下村 それで、一般向けにスタッフ募集したときに、その項目も付けたんですよね。
福澤 すると、中にはお子さんを抱えて、演劇をまったく見ることもできなくなったけれど、週に1回、午前中しか来れないけれどなにか手伝えることはないか、という人もいた。そういう人こそ、ぜひ、と思いました。
中山 子ども達にとっても、かなり楽しいみたいです。だいたいいつも、稽古場から帰りたくないって言うし(笑)。この子ども部屋も最高で、こっちもたまにのぞいたり、子どもたちも何かあれば降りてくるけど・・・・、でも大人の目がなくて、これだけ長い時間子どもだけで遊べる環境って今なかなか無いと思うから、新鮮なんだと思いますよ。
下村 稽古場の2Fに〈子ども部屋〉があるので、子どもたちの声が稽古の邪魔になることも少ないですしね。
中山 稽古時間が変わったことも大きいよね。家族と過ごす時間を作ろう、ということで、稽古は大体17時には切り上げることにしました。そうすれば、家族と一緒に夕飯を食べられるから。福澤君も、他にも仕事があるから忙しいだろうけど、月のうち半分くらいは子ども達と一緒に夕飯が食べられるようになったんじゃない?
福澤 そうですね。大体稽古の1ヶ月はパパとご飯を食べられない、というのが当たり前だったけど、阿佐スパの仕事だと稽古中なのにパパとご飯が食べられる。それは家族にとって非常に大きいです。
下村 10代20代でお芝居を始めた頃は、そんな想像できなかったけれど、今こうして福澤さんや中山さんたちと子育て談義をするようになるとは(笑)。
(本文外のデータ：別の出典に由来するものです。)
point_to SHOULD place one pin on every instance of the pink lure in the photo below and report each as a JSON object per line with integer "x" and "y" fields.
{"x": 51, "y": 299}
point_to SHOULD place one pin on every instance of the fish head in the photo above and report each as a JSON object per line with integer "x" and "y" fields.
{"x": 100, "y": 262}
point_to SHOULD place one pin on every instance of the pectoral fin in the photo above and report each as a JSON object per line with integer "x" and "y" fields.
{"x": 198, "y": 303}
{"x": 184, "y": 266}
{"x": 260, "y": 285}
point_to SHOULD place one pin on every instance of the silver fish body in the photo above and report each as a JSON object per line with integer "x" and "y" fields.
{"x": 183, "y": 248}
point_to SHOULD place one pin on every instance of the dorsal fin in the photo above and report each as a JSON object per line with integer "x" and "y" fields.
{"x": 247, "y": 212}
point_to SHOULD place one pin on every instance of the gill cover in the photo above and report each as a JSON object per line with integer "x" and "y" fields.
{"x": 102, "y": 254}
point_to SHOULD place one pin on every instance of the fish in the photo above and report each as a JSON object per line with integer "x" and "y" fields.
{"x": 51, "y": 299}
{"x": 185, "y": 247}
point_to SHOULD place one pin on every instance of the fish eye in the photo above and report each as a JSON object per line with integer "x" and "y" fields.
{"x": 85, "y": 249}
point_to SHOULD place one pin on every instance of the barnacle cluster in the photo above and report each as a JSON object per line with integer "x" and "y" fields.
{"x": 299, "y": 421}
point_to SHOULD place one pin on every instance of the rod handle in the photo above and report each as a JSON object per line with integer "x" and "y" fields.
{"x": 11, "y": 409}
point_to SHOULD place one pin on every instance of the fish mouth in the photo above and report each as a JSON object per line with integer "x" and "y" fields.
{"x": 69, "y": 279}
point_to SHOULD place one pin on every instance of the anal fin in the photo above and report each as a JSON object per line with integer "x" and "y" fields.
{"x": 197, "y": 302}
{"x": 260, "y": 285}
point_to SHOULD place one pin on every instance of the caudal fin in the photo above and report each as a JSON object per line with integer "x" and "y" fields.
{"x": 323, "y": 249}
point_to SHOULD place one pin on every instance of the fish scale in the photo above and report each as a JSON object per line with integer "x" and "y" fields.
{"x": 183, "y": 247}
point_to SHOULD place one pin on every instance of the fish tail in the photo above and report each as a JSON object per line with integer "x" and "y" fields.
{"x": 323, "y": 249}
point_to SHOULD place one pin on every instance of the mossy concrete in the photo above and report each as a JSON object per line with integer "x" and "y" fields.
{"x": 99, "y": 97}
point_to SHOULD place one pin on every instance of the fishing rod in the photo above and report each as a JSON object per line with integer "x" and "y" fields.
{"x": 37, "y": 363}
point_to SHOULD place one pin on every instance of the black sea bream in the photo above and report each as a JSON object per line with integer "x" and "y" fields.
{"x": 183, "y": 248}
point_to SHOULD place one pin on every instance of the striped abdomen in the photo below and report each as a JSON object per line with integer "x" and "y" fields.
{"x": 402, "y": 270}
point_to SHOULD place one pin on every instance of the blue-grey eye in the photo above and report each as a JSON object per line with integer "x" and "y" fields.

人生って、おもしろいなぁと思います。

——————————————————————————————————————————————————-
(写真右から)

下村はるか●しもむら はるか 劇団制作・演出部 以前から『阿佐ヶ谷スパイダース』主要スタッフだったが結婚、出産を機に約8年現場から離れていた。昨年から現場に復帰。
「10代、20代、30代、阿佐スパやってます」

中山祐一朗●なかやま ゆういちろう 役者、物販Tシャツのデザインも担当。
「夏が好きです。その夏が稽古三昧になってしまうことだけが、少し残念です、へへっ」

福澤諭志●ふくざわ さとし 舞台監督・カンパニープロダクションマネジャー(劇団運営) およそ25年、舞台監督として活動中。『阿佐ヶ谷スパイダース』が劇団となってからは多岐にわたり、新しい役割に挑戦している。